Doug Holiday — owner of Lawrence’s Biggs BBQ and Burgers by Biggs — was featured in a national Fox News story on Christmas Day. Holiday is on year 21 of preparing turkeys for the annual Community Christmas Dinner at the First United Methodist Church.
Holiday and family members have prepared and cooked an estimated 1,300 turkeys that have helped feed about 20,000 people, Holiday said in the Fox News article.
“So that’s a pretty good record, I think,” Holiday told Fox.
But it is a record that has had its share of adversity, including this year. Holiday was diagnosed with prostate cancer at the beginning of 2024, he told Fox. It is his third bout with cancer.

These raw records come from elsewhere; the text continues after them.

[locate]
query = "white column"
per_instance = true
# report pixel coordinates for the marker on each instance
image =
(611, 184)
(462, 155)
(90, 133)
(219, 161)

We wrote about Holiday in 2013, when he was battling non-Hodgkins’ lymphoma, which did not stop him from leading the turkey-cooking efforts.
We highlighted Holiday and his efforts in an article that year, which included a photo of Holiday with his then-teenage sons who had shaved their heads in solidarity with their dad, who had undergone 600 hours of chemotherapy treatment.
Those sons are now adults, but return each year to help with the turkey tradition, Holiday told Fox.
“And it means a lot to me,” he said in the piece.
Holiday’s wife, Shawn Holiday, also told the Fox crew that the support from the community continues to be amazing.
“It’s really nice that everybody does jump in to help out the people that need it,” Shawn Holiday said. “I mean, we’ve had things in our personal lives that have, you know, gone sideways. But even if Doug is not feeling well, he would never let the community down.”